Salma Khan, 40, shooed away four eager cats, including family pet Sherman, who were eyeing the petrified rodent in her garden.
The cold, weak, creature clung to her fourteen-year-old son Zayn Teemil's foot for comfort - sucking at the shoe he was wearing.
The caring mum filled her fluffy pink bed-socks with uncooked rice which she popped in the microwave to make heat packs which the tiny animal snuggled-up to while they waited for his squirrel-mother.
The kind family salvaged a box from the recycling - pinching bedding from their hamster supplies to make a nest.
Ex primary-school teacher Salma took the small grey rodent into the family home at dusk, because she couldn’t get a rescue place.
The squirrel, now called Jonjo, took over her office - allowing Salma’s daughter, and animal-management student, Anbar Teemil, 16, to feed him special puppy milk that was recommended online.
The family cared for Jonjo for 16 days - trying to reintroduce him to the wild, and eventually taking the little critter to a squirrel rehab home.
Stay-at-home-mum Salma, said: “It really was very funny having him and it got me out for walks.
“I loved watching him: he’s so agile. He’d get right up onto your head, in your hair, and into any gap in your clothes.
“If you didn't let him he’d scream at you. He was properly spoiled - it was like he had little tantrums.
"He just needed his mum: he clung and clung to the heat packs as soon as I put them down, so we called them the mama-socks.
“Although it’s lovely to have the space back, we were very lucky to have him, and we all miss him.”
Salma was distracted by a loud squawking, which she believed to be an injured bird, in her garden as she pottered in the kitchen at 2pm on September 5.
Surprised Salma saw a hamster-sized critter with a near-naked tail: a baby squirrel probably eight or nine weeks old, clinging to the base of a tree.
Salma and her kids kept the kitties at bay with a water pistol, but every time they put Jonjo back by the tree he screamed.
She said: "It was such loud squawking: like screaming. I couldn’t believe something that small could make such a loud noise.
“I’ve never seen a squirrel that small: it was a little bit too young to be out of its nest.
“He just kept screaming for his mum, but that drew more attention from the cats."
The rescuers took Jonjo into their six-bed house round 7pm, and Zayn donated his electric blanket to keep the baby warm.
Eventually Jonjo made his own nests: curling up inside a big ball of string, and robbing paper napkins from Salma's art supplies.
Salma went in to their local RSPCA on Monday morning, and was told she ought to have left little Jonjo outside to find his own fate, and he would be put-down if she brought him in, she said.
Baby Jonjo tucked into bread and rusk soaked in milk at first: sucking at his food and kneading with his front paws: like a kitten.

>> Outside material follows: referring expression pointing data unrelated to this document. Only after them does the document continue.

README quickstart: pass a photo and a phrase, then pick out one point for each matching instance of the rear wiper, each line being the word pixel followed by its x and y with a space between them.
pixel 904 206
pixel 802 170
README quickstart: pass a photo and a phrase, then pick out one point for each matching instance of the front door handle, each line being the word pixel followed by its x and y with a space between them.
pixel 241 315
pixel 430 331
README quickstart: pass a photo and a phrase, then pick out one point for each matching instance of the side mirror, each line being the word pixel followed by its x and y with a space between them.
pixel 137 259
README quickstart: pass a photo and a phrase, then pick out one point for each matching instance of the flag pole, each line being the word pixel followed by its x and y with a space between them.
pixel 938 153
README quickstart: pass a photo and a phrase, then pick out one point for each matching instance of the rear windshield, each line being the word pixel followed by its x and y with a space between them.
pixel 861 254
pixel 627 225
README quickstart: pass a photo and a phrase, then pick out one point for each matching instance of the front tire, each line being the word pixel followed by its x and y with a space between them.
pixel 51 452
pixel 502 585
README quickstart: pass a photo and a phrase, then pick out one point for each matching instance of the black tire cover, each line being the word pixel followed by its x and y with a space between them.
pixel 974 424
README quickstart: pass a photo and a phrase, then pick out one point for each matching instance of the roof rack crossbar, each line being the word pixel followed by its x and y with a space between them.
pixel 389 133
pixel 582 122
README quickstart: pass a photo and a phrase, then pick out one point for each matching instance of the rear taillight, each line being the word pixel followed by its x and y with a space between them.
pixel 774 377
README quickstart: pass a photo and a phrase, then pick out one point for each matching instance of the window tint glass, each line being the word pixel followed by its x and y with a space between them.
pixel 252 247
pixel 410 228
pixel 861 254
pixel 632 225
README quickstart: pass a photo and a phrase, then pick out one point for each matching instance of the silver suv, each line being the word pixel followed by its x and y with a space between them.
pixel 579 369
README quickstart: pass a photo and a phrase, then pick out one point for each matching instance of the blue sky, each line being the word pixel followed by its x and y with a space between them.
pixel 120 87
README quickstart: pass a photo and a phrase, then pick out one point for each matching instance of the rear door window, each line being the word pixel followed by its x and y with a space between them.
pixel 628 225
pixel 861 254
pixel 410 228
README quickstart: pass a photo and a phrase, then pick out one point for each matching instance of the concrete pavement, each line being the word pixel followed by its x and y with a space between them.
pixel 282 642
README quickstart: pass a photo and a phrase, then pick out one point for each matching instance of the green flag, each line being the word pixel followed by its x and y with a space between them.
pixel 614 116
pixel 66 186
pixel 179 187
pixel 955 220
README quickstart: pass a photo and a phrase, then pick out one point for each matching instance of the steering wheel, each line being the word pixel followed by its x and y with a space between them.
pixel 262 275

“It just kept reminding me of what a tiny baby he was," Salma said.
“He was helpless and it pulled on the heart strings, even though he was very demanding."
Salma and the kids let their little pet ride about in their pockets and hoods.
He even went to collect Zayn from youth club.
After a couple of days he ate sitting on a party platter, with berries nuts and seeds set out around him in special separate sections.
Little Jonjo ran back to Salma and kept screaming if she put him outside, but she tried to leave him out in the garden three times a day.
She took him to a woodland across the road where he liked staring into the brook.
She introduced him to other squirrels in the garden but he ran up and sat on her shoulder or hid in her pocket.
She said: “It was a bit frustrating waiting for him to become independent.
“We would go for nice walks around the garden, but I’d do all the walking while he sat on my shoulder.
“His feet only ever touched the grass so he could run back to me from whatever perch I put him on."
Salma felt Jonjo was ready to leave home after day 12, and took him to his favourite woodland where he scampered up a tree: running away from her for the first time, and started making a nest of moss.
She donated another pair of her socks and collected his nesting materials from the house.
“He was so happy playing and running up and down the tree," she said.
“He was eating nuts and blackberries. He was happy for me to go and ran to see us when we visited.”
The family found him cold and barely moving three days later, so they took him home, where he revived.
Salma finally found a home where he could be gradually reintroduced to other squirrels and the great outdoors, and dropped him off on Tuesday 21.
“He looked so ill, and I could hear little noises when he breathed. It’s really difficult when you can’t ring anybody for advice.
"We all miss him, but he needed to go," said Salma.